The Wapello County Board of Supervisors will find out what weeds and plants were a problematic in 2021 as county engineer Jeff Skalberg discusses the annual weed commissioner report during today's meeting.
The report classifies weeds into three categories, as well as a category for unidentifiable plants. The three main categories are "Found, a problem in my county"; "Found, but not a problem"; and "Not known in my county"
The report is submitted annually to the Iowa Department of Agriculture and Land Stewardship. Skalberg serves as the weed commissioner for the county.
Several plants were considered a problem for the county, including bull thistle, Canada thistle, horse nettle, musk thistle, perennial sow thistle, quackgrass, Russian knapweed, cocklebur, multiflora rose and teasel. Invasive prohibited plants — garlic mustard, Japanese knotwood and oriental bittersweet — were deemed a problem in the county.
Several other species of plants were found, but not considered a problem, and both field bindweed and wild sunflower were declared not found in the county.
The report stated the county served noxious weed notices on eight different occasions, and contacted individuals privately twice.
Weed commissioner makes up about 5% of Skalberg's job, and he believed there is a need for a full-time weed commissioner to improve weed infestations.
In other business:
• The supervisors will receive an update from Carosh Compliance Solutions Wapello County HIPPA provider.
• There are also three personnel vacancies to fill on the agenda.

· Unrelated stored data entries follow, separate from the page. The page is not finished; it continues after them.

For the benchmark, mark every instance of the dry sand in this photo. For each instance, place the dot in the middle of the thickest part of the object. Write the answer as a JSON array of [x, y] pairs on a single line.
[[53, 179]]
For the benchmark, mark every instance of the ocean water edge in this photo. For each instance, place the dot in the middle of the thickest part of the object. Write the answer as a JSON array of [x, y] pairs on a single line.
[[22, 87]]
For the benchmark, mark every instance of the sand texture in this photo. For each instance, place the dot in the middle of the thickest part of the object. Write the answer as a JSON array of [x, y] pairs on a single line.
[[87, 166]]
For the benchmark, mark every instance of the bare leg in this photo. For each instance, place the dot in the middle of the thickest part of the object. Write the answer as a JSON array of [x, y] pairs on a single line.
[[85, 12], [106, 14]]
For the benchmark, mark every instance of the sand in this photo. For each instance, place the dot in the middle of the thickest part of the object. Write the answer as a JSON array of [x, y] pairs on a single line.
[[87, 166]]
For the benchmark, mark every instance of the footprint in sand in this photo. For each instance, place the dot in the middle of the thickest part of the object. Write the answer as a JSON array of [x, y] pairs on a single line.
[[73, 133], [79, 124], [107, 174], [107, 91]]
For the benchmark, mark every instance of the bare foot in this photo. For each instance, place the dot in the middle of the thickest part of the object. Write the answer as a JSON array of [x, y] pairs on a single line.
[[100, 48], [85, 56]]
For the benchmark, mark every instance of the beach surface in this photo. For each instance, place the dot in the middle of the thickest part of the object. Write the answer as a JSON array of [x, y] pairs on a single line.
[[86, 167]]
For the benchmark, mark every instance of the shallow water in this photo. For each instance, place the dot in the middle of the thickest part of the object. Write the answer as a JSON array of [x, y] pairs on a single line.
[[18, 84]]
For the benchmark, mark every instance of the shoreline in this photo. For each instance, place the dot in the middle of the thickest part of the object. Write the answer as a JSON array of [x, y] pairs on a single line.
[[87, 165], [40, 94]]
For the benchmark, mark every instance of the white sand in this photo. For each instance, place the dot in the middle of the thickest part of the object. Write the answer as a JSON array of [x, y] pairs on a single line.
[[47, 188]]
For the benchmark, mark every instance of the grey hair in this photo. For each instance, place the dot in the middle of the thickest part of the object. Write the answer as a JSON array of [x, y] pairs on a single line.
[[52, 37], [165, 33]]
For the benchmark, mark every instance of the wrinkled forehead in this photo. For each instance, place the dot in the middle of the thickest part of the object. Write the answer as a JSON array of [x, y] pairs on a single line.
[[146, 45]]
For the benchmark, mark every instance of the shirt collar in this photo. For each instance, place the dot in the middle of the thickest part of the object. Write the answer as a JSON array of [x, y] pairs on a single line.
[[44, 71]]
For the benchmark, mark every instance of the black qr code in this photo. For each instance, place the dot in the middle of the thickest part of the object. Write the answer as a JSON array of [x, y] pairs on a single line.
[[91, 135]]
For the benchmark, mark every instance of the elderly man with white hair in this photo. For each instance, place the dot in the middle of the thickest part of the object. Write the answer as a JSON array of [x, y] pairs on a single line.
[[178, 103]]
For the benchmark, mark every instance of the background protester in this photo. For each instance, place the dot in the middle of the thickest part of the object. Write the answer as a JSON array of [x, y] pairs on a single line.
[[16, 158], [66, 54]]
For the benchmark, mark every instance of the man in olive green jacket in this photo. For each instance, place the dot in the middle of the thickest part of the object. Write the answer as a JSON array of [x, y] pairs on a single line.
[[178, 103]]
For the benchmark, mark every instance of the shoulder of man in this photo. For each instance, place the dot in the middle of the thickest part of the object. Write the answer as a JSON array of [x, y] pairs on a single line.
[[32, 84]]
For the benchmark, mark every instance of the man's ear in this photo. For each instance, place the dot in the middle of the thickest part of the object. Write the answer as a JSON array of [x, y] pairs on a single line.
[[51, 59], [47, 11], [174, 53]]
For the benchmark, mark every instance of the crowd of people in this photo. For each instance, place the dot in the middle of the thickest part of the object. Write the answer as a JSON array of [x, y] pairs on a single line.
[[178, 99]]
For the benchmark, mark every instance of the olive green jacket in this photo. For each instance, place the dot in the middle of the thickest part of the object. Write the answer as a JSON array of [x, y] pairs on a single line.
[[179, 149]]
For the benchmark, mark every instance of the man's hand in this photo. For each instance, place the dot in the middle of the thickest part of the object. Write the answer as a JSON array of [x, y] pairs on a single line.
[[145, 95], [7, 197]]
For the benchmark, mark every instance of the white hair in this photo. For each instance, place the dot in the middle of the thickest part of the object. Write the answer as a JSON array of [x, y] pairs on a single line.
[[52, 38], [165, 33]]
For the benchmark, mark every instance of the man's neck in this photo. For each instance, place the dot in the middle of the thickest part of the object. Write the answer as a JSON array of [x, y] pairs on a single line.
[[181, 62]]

Allora Johnson-Dotson is expected to be approved as a full-time dispatcher in the Wapello County Sheriff's Office, filling a vacant position. Barbara Yarkosky is expected to be approved as a temporary receptionist at the public health office and Rachel Fisher is expected to be approved as a part-time veteran service officer with the Veterans Affairs department.
The meeting begins at 9:30 a.m. in the third-floor courtroom/board room, and will be live-streamed on the supervisors' YouTube channel.